Como conseqüência dessa falta de políticas, Castro cita a atuação de empresas estrangeiras em terras indígenas. É o caso da brasileira Petrobras, que tem um bloco de exploração e produção de petróleo no Parque Yasuní, uma reserva de biodiversidade em terras indígenas.
"Esse é o nosso problema número dois. Nos lugares que há atuação de empresas estrangeiras em terras indígenas, sobretudo com o petróleo, a biodiversidade e as condições humanas se deterioraram", afirma. Segundo Castro, os moradores dessas áreas quase sempre ficam excluídos do processo de concessão.

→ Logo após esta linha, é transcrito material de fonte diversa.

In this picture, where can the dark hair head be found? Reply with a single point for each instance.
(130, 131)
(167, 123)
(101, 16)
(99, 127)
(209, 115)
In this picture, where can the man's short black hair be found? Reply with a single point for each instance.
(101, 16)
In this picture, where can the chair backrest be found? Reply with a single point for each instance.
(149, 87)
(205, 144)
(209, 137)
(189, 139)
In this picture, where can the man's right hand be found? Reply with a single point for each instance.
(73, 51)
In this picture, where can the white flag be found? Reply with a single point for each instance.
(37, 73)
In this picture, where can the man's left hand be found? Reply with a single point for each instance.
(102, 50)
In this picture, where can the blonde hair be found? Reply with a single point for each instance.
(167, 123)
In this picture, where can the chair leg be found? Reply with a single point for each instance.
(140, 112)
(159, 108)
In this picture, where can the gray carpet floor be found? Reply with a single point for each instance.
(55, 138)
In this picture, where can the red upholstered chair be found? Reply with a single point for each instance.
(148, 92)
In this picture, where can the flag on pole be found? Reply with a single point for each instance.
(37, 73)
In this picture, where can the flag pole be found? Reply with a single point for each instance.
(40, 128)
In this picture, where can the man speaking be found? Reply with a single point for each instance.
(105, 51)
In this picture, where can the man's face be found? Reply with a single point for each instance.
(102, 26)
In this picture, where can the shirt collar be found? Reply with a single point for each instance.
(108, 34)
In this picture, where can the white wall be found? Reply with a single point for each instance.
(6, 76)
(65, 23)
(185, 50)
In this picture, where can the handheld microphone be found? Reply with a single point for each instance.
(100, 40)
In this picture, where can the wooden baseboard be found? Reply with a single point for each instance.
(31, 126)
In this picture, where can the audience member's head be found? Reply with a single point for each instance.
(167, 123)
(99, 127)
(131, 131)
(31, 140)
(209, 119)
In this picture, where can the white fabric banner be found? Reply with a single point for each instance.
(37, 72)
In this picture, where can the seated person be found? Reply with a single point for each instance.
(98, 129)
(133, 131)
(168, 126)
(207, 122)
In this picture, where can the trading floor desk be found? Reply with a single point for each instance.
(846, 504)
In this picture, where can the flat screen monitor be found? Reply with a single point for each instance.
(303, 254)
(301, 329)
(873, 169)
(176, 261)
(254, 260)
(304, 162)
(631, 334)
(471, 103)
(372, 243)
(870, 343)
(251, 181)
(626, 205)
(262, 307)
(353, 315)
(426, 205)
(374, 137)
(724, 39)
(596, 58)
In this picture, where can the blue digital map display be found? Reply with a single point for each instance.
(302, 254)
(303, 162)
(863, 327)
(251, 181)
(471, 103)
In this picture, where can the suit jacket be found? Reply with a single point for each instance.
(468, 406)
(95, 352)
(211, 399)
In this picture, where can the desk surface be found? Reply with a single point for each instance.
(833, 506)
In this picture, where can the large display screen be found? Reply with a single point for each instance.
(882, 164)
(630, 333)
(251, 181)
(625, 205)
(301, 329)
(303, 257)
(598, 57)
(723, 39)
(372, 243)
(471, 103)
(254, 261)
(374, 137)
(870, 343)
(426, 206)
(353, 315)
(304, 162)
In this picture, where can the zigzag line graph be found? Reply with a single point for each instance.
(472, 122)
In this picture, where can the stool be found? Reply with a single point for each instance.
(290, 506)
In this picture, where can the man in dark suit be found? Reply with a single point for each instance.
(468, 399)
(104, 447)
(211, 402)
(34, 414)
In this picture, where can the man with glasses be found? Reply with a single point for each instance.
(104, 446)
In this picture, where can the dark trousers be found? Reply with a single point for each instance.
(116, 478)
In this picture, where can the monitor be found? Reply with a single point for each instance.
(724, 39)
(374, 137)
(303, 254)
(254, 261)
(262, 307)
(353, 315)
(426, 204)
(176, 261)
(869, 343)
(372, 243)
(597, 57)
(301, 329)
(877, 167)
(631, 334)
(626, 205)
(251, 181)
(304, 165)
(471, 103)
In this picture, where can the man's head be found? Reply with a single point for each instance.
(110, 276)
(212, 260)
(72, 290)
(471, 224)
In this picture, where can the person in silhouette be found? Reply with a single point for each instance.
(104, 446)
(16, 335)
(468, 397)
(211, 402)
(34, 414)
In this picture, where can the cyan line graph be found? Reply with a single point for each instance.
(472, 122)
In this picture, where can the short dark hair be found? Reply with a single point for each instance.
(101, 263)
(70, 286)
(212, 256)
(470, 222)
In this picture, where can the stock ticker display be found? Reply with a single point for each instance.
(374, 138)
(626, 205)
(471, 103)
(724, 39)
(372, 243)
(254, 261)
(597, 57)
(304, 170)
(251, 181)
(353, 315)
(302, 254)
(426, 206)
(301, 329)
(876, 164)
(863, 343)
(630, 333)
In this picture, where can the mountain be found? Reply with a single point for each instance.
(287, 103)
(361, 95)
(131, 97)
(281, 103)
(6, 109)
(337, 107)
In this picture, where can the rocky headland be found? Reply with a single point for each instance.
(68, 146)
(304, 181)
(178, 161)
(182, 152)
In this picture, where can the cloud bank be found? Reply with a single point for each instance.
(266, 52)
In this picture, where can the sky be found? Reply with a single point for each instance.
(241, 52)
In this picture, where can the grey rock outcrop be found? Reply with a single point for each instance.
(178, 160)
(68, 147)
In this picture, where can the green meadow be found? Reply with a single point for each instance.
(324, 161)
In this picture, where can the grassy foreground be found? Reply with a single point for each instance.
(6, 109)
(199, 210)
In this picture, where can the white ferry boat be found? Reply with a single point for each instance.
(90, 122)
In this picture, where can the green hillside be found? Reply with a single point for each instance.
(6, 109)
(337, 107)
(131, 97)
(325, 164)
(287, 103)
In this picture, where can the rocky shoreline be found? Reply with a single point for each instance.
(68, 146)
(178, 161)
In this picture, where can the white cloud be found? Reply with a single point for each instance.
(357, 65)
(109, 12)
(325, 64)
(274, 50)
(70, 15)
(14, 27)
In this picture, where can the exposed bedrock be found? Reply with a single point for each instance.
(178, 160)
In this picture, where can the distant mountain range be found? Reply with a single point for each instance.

Castro acredita que os políticos equatorianos ainda estejam impregnados de uma mentalidade colonialista, que os faz ver com má vontade ou desconfiança as propostas apresentadas pelo grupo. "Eles acham que a proposta indígena não serve, é um retrocesso ou tem de ser mais bem organizada. Só que nós já temos as coisas suficientemente definidas e discutidas", afirma.
Entre os pontos principais, defendem a educação bilíngüe e o conselho nacional de desenvolvimento para os povos indígenas.
Ainda que não exista um contentamento com Palacio, os integrantes da Conaie celebraram a destituição de Gutiérrez, a quem consideram um dos piores presidentes de todos os tempos para com a população indígena.
Aliadas no início -o presidente da Conaie, Luiz Macas, chegou a ser ministro da Agricultura nos seis primeiros meses de governo-, as duas partes se desentenderam depois de o presidente relegar a causa indígena a segundo plano.
"A condição era que sentássemos juntos, Gutiérrez, a Conaie e o Pachakuti [braço político da Conaie], e traçássemos planos para mudar o país. Mas estávamos falando sozinhos, então cortamos a aliança."
A principal crítica é aos acordos assinado por Gutiérrez com governos e empresas estrangeiras -como a autorização para a operação da base de Manta, mantida pelo governo dos EUA em terras indígenas.